Тургенев часто экспериментирует, пытаясь погрузить узнаваемо жорж-сандовского персонажа в густо написанное русское бытовое полотно. При этом неизбежны потери. Рудин по сравнению с Орасом прежде всего буксует в русском интеллектуальном бездорожье. Ему не за что тут зацепиться, его речи совершенно беспредметны. Автор даже не сообщает читателю, о чем именно Рудин разглагольствует, – важнее, как он говорит и что чувствуют его слушатели. «Орас» – увлекательный интеллектуальный роман, великолепно развертывающий мыслительные позиции разнообразных социальных слоев накануне и во время Июльской революции, но единственное, что оттуда поддается пересадке на русскую почву, – это психология безответственного «духовного вождя» и его отношения с женщинами.
Более удачный пример такой пересадки – это образ учителя Лизы Калитиной, старого немца-композитора Лемма: он представляет классическую, «немодную», «духовную» музыку, в противовес новой, чувственной музыке с ее внешним блеском.

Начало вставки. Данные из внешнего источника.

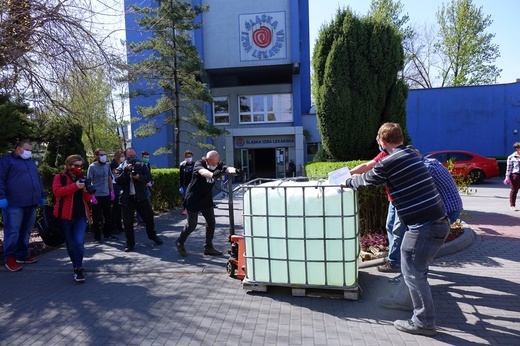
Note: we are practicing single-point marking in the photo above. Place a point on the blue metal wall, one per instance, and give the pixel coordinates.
(481, 119)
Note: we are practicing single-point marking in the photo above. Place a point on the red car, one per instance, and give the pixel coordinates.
(468, 164)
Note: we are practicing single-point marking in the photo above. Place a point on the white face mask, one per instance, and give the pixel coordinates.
(26, 154)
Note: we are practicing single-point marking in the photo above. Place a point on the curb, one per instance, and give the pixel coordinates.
(459, 244)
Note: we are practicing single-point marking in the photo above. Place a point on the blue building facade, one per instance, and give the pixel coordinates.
(256, 59)
(481, 119)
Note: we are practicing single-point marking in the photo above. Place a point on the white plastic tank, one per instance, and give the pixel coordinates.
(301, 233)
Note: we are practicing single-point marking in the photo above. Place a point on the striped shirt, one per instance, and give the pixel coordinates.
(411, 186)
(513, 164)
(445, 185)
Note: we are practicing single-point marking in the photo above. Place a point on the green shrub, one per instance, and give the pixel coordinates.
(373, 201)
(165, 190)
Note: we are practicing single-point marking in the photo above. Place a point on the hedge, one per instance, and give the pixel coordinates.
(373, 201)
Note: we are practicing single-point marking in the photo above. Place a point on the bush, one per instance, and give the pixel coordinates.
(165, 190)
(373, 201)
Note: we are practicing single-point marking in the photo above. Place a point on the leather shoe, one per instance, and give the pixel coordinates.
(157, 240)
(212, 252)
(181, 249)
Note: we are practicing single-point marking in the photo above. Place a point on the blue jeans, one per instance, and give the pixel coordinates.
(191, 224)
(74, 231)
(395, 230)
(453, 216)
(418, 249)
(18, 224)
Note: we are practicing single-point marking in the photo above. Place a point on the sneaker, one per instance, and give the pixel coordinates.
(212, 252)
(390, 303)
(78, 275)
(388, 267)
(157, 240)
(27, 260)
(12, 264)
(181, 249)
(409, 327)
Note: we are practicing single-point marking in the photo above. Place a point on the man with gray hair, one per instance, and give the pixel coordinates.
(199, 198)
(21, 191)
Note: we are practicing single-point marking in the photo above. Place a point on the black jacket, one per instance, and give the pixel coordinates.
(123, 178)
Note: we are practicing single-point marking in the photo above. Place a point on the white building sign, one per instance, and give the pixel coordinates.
(263, 36)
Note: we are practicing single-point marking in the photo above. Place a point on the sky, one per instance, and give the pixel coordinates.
(504, 14)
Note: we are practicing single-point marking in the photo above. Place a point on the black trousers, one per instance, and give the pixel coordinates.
(191, 224)
(102, 217)
(145, 210)
(117, 215)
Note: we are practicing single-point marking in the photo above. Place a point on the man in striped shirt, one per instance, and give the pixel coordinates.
(421, 209)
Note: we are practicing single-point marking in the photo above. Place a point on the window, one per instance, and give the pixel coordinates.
(220, 111)
(312, 150)
(265, 108)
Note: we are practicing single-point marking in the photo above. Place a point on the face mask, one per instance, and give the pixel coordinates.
(26, 154)
(77, 171)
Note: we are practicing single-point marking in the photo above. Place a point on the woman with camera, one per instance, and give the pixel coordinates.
(72, 209)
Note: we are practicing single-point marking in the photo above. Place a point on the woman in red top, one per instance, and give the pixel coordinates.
(70, 191)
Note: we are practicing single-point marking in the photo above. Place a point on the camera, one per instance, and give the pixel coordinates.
(88, 185)
(136, 165)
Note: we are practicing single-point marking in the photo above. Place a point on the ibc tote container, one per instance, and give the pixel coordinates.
(301, 234)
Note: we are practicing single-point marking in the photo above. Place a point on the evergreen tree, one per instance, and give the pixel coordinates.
(14, 123)
(63, 138)
(171, 70)
(355, 83)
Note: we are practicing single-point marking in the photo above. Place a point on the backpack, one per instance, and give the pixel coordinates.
(50, 227)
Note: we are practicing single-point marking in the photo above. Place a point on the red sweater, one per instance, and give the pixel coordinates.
(67, 192)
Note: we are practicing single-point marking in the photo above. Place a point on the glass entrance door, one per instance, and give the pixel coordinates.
(280, 162)
(244, 162)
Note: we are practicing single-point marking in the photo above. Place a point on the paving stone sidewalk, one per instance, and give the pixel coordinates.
(155, 297)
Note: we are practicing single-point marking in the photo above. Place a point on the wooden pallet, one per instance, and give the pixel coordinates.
(350, 293)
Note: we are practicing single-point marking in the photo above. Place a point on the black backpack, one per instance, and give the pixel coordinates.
(50, 227)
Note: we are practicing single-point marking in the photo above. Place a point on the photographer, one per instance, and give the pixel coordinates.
(69, 189)
(100, 176)
(132, 176)
(199, 197)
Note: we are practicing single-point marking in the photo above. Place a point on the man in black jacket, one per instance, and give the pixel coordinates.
(199, 198)
(132, 176)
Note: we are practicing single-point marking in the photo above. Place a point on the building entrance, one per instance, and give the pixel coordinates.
(264, 163)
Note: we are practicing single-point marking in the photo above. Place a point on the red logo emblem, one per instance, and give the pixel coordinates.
(262, 37)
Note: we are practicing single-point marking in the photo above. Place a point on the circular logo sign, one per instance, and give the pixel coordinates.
(239, 142)
(262, 37)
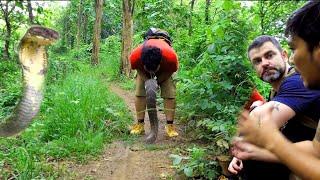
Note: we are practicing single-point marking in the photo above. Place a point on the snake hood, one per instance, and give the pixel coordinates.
(33, 59)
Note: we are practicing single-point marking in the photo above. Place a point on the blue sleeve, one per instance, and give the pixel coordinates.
(293, 94)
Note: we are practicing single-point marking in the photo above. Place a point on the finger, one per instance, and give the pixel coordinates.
(231, 169)
(236, 167)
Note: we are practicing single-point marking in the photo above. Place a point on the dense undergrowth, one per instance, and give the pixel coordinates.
(78, 115)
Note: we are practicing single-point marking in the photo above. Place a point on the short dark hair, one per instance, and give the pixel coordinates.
(151, 57)
(305, 23)
(260, 40)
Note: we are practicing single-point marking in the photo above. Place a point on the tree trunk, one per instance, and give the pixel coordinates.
(31, 17)
(190, 19)
(127, 33)
(6, 13)
(80, 15)
(97, 32)
(208, 2)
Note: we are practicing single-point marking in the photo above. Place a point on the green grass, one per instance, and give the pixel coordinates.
(78, 117)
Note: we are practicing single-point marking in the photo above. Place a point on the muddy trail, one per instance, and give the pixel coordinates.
(130, 161)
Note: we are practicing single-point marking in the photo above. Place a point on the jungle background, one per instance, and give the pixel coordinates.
(79, 115)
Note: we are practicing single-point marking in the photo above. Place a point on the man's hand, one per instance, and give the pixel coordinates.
(235, 166)
(256, 130)
(246, 151)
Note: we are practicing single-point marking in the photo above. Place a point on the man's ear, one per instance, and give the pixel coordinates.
(284, 55)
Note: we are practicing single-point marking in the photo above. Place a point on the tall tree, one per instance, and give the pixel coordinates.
(191, 13)
(127, 33)
(31, 17)
(97, 32)
(80, 22)
(6, 11)
(208, 2)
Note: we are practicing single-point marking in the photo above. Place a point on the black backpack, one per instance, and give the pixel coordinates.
(155, 33)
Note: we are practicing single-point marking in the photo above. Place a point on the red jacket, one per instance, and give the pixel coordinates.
(255, 96)
(169, 61)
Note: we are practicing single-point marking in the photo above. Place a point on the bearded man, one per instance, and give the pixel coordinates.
(296, 110)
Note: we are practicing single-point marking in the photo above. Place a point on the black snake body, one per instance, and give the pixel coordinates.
(33, 59)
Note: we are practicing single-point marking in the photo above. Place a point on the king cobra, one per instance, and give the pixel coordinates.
(33, 60)
(151, 87)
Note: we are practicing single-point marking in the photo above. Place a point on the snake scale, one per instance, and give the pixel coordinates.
(33, 59)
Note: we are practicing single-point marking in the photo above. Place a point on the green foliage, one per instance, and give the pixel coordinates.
(195, 164)
(218, 84)
(79, 114)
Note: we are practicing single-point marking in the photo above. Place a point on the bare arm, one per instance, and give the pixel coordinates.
(302, 163)
(269, 113)
(299, 157)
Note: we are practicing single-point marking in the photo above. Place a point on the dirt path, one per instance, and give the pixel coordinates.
(135, 161)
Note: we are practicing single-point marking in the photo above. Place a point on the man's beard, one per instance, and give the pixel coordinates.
(269, 78)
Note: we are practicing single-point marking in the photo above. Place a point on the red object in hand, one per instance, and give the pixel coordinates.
(255, 96)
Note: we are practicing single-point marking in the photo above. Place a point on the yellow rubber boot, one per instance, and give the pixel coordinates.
(171, 130)
(137, 128)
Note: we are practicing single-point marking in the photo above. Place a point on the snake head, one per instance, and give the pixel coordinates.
(40, 35)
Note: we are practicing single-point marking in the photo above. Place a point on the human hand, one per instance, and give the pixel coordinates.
(256, 104)
(255, 130)
(235, 166)
(246, 151)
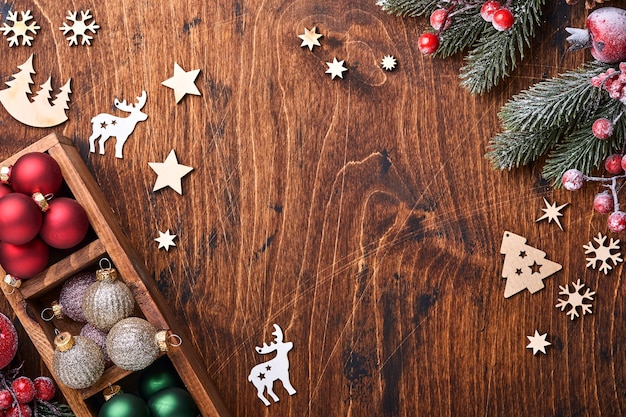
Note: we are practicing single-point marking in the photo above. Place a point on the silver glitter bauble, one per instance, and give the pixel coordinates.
(107, 300)
(132, 344)
(77, 361)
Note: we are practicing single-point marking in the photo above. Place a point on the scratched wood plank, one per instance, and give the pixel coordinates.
(358, 214)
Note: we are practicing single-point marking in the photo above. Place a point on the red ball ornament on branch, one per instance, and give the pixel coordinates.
(65, 223)
(8, 343)
(20, 219)
(24, 261)
(36, 172)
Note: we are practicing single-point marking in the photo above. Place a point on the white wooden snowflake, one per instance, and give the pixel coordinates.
(79, 27)
(19, 28)
(575, 299)
(603, 253)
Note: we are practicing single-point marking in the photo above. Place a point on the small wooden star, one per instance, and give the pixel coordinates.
(552, 212)
(538, 343)
(183, 82)
(170, 173)
(336, 68)
(310, 38)
(166, 240)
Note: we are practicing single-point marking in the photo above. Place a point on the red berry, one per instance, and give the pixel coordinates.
(44, 388)
(603, 203)
(6, 399)
(25, 410)
(488, 9)
(602, 128)
(617, 221)
(573, 180)
(613, 164)
(428, 43)
(503, 19)
(24, 389)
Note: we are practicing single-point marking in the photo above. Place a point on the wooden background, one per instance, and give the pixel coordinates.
(358, 214)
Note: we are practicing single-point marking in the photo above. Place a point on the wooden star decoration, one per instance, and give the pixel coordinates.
(336, 68)
(552, 212)
(166, 240)
(310, 38)
(169, 173)
(538, 343)
(183, 82)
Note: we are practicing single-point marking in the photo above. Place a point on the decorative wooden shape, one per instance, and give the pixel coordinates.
(110, 242)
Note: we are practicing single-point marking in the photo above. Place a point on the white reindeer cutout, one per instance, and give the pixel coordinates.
(105, 125)
(264, 374)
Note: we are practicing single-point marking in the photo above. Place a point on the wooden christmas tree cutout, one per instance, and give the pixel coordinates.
(38, 112)
(524, 267)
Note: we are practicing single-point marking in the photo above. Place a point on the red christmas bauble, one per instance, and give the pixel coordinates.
(20, 219)
(4, 190)
(65, 223)
(24, 261)
(36, 172)
(8, 341)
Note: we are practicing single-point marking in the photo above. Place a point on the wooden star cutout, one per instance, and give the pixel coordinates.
(552, 212)
(166, 240)
(538, 343)
(170, 173)
(183, 82)
(310, 38)
(336, 68)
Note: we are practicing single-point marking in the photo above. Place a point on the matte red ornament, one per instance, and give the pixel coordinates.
(65, 223)
(24, 261)
(36, 172)
(20, 219)
(8, 341)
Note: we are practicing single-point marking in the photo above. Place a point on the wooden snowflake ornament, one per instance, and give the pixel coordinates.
(603, 253)
(524, 267)
(79, 27)
(20, 28)
(39, 112)
(265, 374)
(105, 126)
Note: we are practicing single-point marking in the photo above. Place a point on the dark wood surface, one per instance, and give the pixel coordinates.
(358, 214)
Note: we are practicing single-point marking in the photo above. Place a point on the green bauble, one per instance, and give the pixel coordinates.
(124, 405)
(160, 375)
(172, 402)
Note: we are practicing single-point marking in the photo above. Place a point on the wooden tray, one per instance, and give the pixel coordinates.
(110, 242)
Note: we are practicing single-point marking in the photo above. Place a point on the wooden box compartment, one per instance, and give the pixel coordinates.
(106, 240)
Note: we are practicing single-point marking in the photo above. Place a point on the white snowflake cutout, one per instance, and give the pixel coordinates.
(79, 27)
(19, 28)
(575, 299)
(603, 253)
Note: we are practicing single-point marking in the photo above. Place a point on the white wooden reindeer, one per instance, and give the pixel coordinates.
(106, 125)
(264, 374)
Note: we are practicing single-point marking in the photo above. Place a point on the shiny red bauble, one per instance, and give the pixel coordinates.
(24, 261)
(36, 172)
(8, 342)
(65, 223)
(20, 219)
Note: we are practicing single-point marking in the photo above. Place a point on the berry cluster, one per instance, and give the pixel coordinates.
(492, 11)
(605, 202)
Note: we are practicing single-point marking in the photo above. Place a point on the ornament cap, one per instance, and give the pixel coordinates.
(111, 391)
(64, 341)
(12, 281)
(5, 175)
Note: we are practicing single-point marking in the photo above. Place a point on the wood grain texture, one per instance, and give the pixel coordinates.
(358, 214)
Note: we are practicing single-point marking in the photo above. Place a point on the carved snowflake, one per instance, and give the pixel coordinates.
(575, 299)
(603, 253)
(19, 28)
(79, 27)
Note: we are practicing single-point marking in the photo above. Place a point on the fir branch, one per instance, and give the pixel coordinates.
(496, 53)
(555, 102)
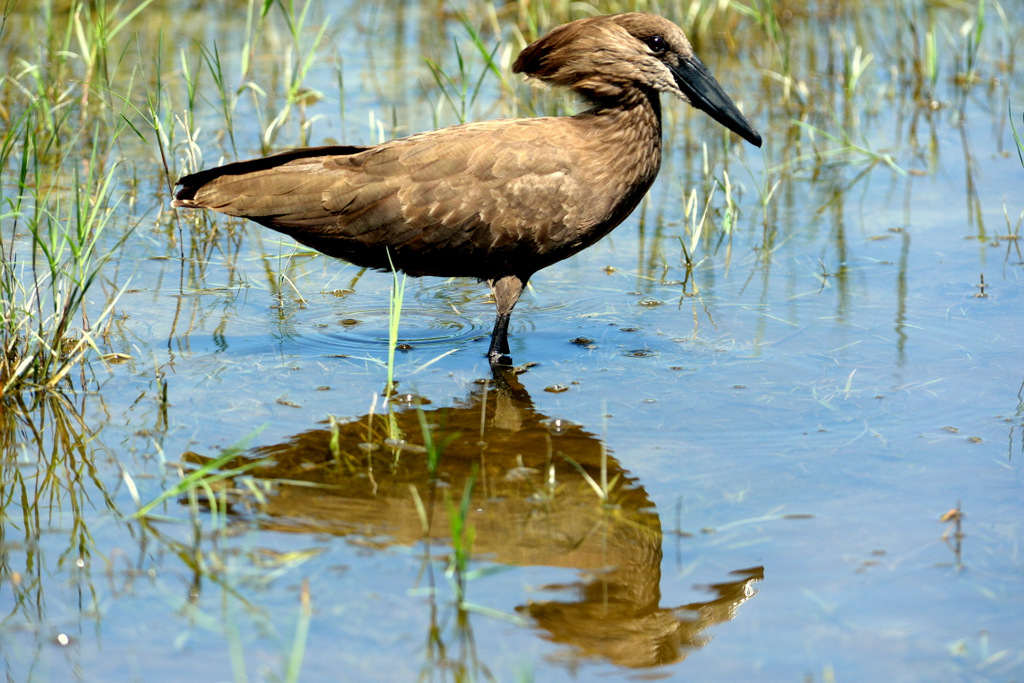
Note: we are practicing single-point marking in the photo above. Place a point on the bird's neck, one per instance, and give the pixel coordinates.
(633, 120)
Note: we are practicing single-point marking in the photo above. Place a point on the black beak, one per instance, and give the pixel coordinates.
(706, 94)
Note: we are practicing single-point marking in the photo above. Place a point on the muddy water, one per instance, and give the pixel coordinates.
(731, 471)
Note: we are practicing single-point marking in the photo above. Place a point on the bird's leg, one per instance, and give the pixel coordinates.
(506, 291)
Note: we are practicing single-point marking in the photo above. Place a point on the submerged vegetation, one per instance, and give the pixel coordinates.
(122, 322)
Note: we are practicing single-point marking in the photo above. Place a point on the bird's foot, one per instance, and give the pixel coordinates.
(498, 358)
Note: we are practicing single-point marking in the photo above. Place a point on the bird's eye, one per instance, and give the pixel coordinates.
(656, 44)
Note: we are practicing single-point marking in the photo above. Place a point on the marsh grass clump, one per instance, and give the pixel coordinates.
(52, 249)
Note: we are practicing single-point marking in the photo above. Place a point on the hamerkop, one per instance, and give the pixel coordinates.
(495, 200)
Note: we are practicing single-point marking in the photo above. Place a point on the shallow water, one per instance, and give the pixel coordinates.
(781, 426)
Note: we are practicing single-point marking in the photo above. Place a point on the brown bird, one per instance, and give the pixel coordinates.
(496, 200)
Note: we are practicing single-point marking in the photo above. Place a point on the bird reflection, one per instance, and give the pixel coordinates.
(530, 505)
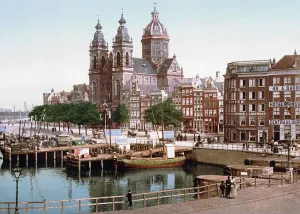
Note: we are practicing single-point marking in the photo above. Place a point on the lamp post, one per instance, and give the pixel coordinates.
(17, 172)
(289, 169)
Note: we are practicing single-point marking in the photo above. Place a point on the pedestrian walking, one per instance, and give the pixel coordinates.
(228, 186)
(129, 198)
(222, 188)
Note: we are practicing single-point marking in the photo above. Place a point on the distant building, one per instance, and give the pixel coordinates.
(246, 101)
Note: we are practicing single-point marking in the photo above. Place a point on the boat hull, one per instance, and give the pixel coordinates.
(148, 163)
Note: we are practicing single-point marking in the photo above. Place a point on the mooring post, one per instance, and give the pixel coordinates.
(26, 159)
(35, 153)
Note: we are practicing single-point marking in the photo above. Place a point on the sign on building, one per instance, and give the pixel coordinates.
(285, 88)
(284, 122)
(284, 104)
(114, 132)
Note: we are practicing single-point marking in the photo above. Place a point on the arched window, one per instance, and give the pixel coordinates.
(103, 61)
(95, 62)
(94, 95)
(118, 89)
(118, 59)
(127, 59)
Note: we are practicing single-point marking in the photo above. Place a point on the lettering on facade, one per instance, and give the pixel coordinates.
(284, 104)
(284, 122)
(250, 113)
(285, 88)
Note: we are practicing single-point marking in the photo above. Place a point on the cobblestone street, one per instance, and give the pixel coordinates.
(276, 199)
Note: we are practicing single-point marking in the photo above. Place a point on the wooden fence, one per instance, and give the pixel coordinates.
(115, 202)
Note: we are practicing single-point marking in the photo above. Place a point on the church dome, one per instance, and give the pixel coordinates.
(155, 28)
(98, 35)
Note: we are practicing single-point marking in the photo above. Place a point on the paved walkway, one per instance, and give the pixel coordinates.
(274, 200)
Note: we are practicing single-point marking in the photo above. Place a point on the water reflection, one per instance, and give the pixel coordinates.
(57, 184)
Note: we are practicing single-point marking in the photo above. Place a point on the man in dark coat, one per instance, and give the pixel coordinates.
(129, 197)
(228, 186)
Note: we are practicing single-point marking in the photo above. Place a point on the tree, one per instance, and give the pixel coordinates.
(121, 115)
(164, 113)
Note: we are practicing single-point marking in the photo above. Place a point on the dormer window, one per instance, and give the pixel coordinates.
(127, 59)
(118, 59)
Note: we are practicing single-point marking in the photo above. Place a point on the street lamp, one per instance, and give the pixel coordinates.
(17, 172)
(289, 169)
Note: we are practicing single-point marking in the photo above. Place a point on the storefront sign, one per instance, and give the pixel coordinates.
(284, 104)
(284, 122)
(285, 88)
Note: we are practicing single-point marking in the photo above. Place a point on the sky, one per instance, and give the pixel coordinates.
(45, 44)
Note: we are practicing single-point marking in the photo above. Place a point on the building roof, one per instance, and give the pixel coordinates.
(142, 66)
(287, 61)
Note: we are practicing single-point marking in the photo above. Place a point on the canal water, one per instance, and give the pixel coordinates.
(55, 183)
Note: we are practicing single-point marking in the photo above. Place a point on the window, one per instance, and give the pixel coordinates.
(287, 95)
(243, 95)
(261, 120)
(95, 62)
(287, 114)
(252, 107)
(118, 59)
(94, 95)
(251, 82)
(243, 83)
(276, 113)
(252, 95)
(276, 80)
(242, 107)
(261, 82)
(297, 112)
(127, 59)
(118, 88)
(276, 94)
(261, 95)
(261, 107)
(252, 136)
(103, 61)
(252, 120)
(297, 80)
(242, 120)
(287, 80)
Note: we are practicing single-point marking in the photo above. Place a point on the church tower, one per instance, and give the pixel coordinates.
(99, 67)
(122, 69)
(155, 41)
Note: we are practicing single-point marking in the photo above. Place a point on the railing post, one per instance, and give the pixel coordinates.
(217, 190)
(113, 203)
(62, 207)
(207, 191)
(45, 206)
(79, 206)
(97, 208)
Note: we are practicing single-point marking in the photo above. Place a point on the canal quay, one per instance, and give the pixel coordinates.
(48, 185)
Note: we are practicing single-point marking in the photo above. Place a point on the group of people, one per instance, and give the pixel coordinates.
(229, 188)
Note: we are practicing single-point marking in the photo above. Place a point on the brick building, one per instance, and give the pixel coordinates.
(284, 98)
(245, 100)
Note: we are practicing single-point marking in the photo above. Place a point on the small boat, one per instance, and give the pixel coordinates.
(147, 163)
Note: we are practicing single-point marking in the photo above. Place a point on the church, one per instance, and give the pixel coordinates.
(111, 73)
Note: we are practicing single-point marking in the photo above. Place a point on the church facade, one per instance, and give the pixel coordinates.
(115, 73)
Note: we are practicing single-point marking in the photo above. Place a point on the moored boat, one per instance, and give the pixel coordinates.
(147, 163)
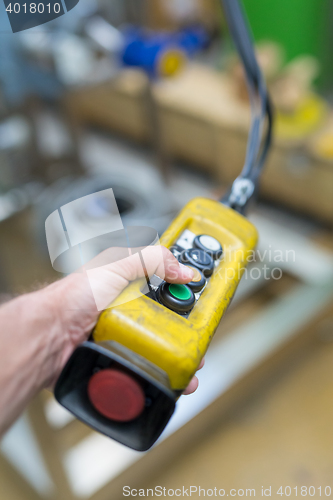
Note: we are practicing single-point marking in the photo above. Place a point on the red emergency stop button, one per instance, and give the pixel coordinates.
(116, 395)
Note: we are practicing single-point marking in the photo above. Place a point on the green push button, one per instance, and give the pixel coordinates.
(180, 292)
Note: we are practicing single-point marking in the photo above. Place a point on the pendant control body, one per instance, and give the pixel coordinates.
(144, 351)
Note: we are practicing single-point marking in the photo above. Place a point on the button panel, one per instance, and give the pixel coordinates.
(202, 253)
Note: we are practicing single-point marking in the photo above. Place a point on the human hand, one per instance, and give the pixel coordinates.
(101, 281)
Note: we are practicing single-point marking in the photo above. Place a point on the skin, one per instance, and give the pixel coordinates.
(40, 330)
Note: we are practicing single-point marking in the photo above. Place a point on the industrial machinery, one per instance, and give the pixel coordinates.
(146, 347)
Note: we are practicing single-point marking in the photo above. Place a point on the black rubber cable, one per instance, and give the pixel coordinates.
(261, 110)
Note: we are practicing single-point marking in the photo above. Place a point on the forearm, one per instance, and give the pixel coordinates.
(33, 348)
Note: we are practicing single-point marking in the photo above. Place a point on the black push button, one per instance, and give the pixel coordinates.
(198, 281)
(179, 298)
(200, 259)
(209, 245)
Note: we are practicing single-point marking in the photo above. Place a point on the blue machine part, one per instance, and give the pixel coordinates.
(161, 53)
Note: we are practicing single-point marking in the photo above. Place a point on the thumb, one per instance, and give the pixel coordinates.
(109, 280)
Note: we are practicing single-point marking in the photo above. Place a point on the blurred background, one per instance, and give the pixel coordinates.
(148, 97)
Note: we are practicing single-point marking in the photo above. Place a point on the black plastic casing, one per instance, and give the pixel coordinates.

Этот персонаж, несомненно, эволюционировал из персонажа Жорж Санд старого композитора Порпоры – строгого наставника, жесткого педагога с прямым и нелегким характером, который противостоит искушениям моды и дешевого успеха, в романе «Консуэло» и его продолжении «Графиня Рудольштадт». Тургенев вышил по канве Жорж Санд трагически убедительный образ.
Однако главным каналом влияния Жорж Санд было новое представление о женщине и ее роли в семье и обществе. Для советского читателя 1920-1930-х годов, незнакомого со старыми романами, увлекавшими их бабушек, Пумпянский напоминал о происхождении Елены, героини романа «Накануне», из образов Жорж Санд:
Что сама Елена – жоржсандовская женщина и что роман, по крайней мере в тех частях, которые относятся к Елене, написан Тургеневым в жоржсандовской манере, это, как мы видели, заметили еще современники – они-то эти романы помнили хорошо. Перестало замечать эту связь потомство, потому что оно перестало читать Ж. Санд. Один из важных источников сложения «тургеневской девушки» исчез из нашей литературной перспективы.
В русской критике с самого начала действительно присутствовало ощущение, что свой энтузиазм и экзальтацию тургеневская девушка получила в наследство от героинь Жорж Санд. Виктор Буренин подмечал:
…основной материал для компоновки образа Елены Тургенев заимствовал в значительной мере из литературных источников, может быть всего больше из романов Жорж Санд <…>. Вследствие этого фигура Елены гораздо менее жива и закончена, гораздо менее заключает в себе плоти и крови, чем другие типы в его романах.
А. И. Батюто отдавал должное одиозному, но приметливому Буренину, удачно указавшему на признаки жорж-сандизма в «Накануне»: это «восторженная экзальтация» тургеневской Елены, ее «нервический темперамент» и, главным образом, жажда «деятельного добра». Впрочем, не только ретроград Буренин, но и сам Добролюбов не смог отыскать деятельного добра, которое бы делала Елена.